Measuring Genome Divergence in Bacteria: A Case Study Using Chlamydian Data

We have studied the relative contribution of inversions, transpositions, deletions, and nucleotide substitutions to the evolution of Chlamydia trachomatis and Chlamydia pneumoniae. The minimal number of rearrangement events required for converting the gene order structure of one genome into that of the other was estimated to 59 +/- 6 events, including 13% inversions, 38% short inversions, and 49% transpositions. In contrast to previous findings, no examples of horizontal gene transfer subsequent to species divergence were identified, nor any evidence for an excessive number of tandem gene duplications.
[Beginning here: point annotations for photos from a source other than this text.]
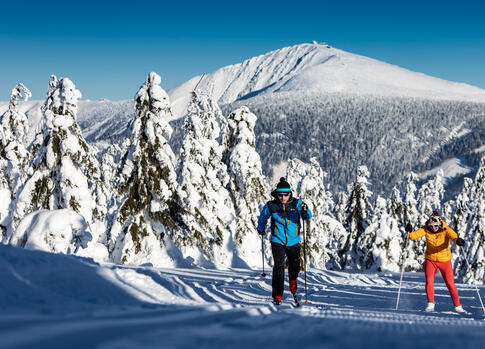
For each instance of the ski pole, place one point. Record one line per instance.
(263, 274)
(304, 207)
(476, 287)
(304, 260)
(402, 273)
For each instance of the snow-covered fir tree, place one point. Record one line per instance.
(203, 179)
(430, 196)
(147, 220)
(64, 173)
(307, 181)
(14, 156)
(14, 128)
(414, 250)
(246, 182)
(474, 249)
(396, 206)
(384, 239)
(357, 216)
(462, 207)
(340, 206)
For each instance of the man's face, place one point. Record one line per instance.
(435, 225)
(284, 197)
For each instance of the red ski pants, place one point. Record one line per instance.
(446, 271)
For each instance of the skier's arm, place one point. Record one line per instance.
(263, 218)
(451, 234)
(417, 234)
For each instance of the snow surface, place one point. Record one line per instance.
(314, 68)
(63, 301)
(451, 167)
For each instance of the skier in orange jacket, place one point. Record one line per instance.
(438, 256)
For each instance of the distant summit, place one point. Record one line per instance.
(318, 68)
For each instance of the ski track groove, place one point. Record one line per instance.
(235, 298)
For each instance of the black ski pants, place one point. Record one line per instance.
(279, 252)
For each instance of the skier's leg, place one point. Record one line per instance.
(278, 268)
(446, 270)
(430, 271)
(293, 253)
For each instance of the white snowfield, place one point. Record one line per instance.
(307, 69)
(63, 301)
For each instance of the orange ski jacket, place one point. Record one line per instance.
(437, 244)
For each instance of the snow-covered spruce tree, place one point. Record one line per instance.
(14, 129)
(430, 196)
(414, 250)
(144, 226)
(14, 156)
(383, 239)
(246, 184)
(307, 181)
(340, 206)
(462, 207)
(396, 206)
(203, 179)
(357, 215)
(474, 249)
(64, 173)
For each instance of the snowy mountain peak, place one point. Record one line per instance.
(318, 68)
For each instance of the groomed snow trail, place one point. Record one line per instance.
(57, 301)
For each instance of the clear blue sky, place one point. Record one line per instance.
(107, 48)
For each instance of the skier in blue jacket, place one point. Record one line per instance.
(285, 212)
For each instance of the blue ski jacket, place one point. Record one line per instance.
(285, 220)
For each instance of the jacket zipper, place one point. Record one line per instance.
(286, 225)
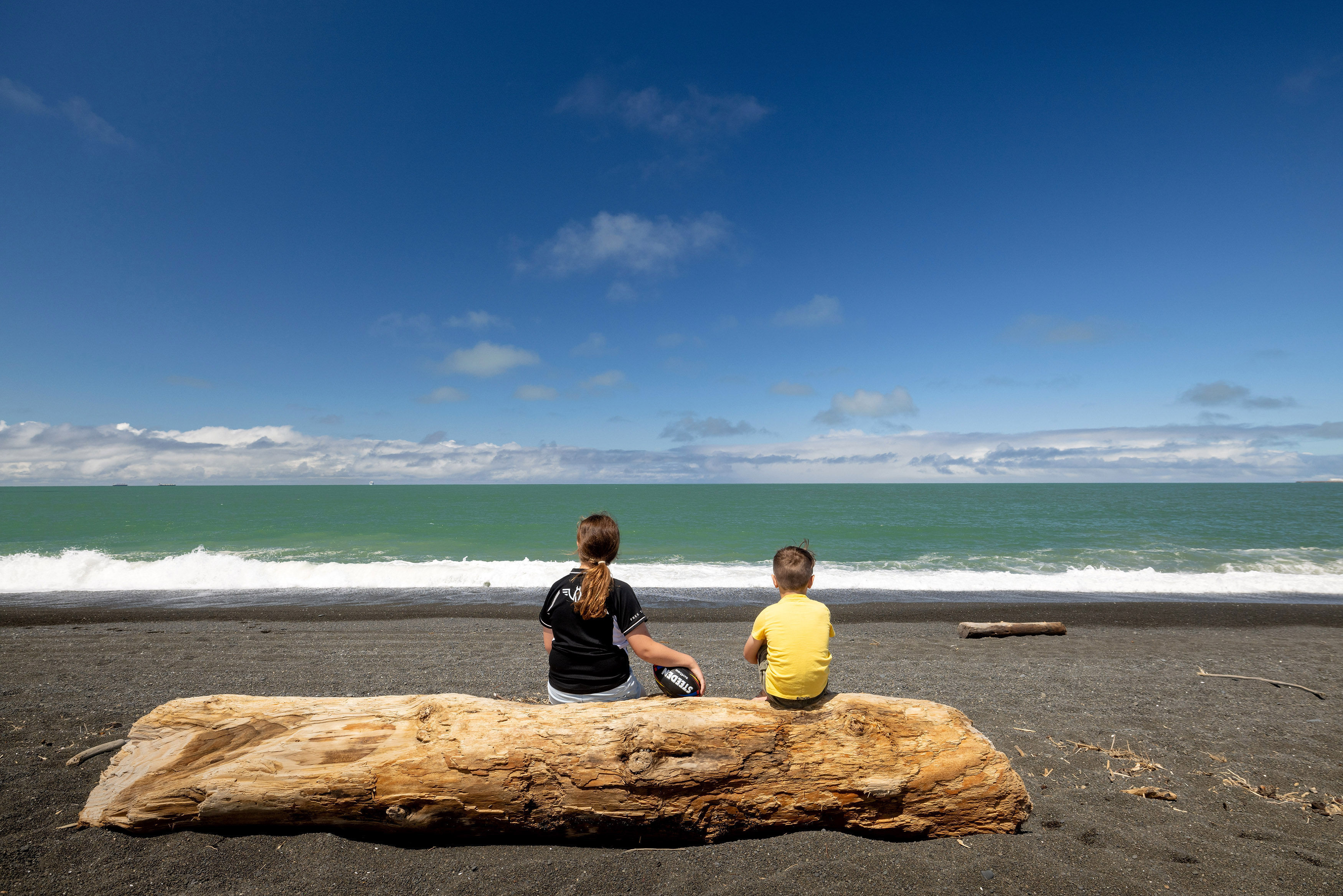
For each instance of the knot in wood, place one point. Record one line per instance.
(640, 761)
A statistical model was used to compare nucleotide frequencies for a set of genes uniquely present in one species to a set of orthologous genes present in both species. The two data sets were not significantly different, which is indicative of a low frequency of horizontal gene transfer events. This is based on the assumption that a foreign gene of different nucleotide content will not have become completely ameliorated, as verified by simulations of the amelioration rate at twofold and fourfold degenerate codon sites. The frequencies of nucleotide substitutions at twofold and fourfold degenerate sites, deletions, inversions, and translocations were estimated to 1.42, 0.62, 0.18, 0.01, and 0.01 per site, respectively.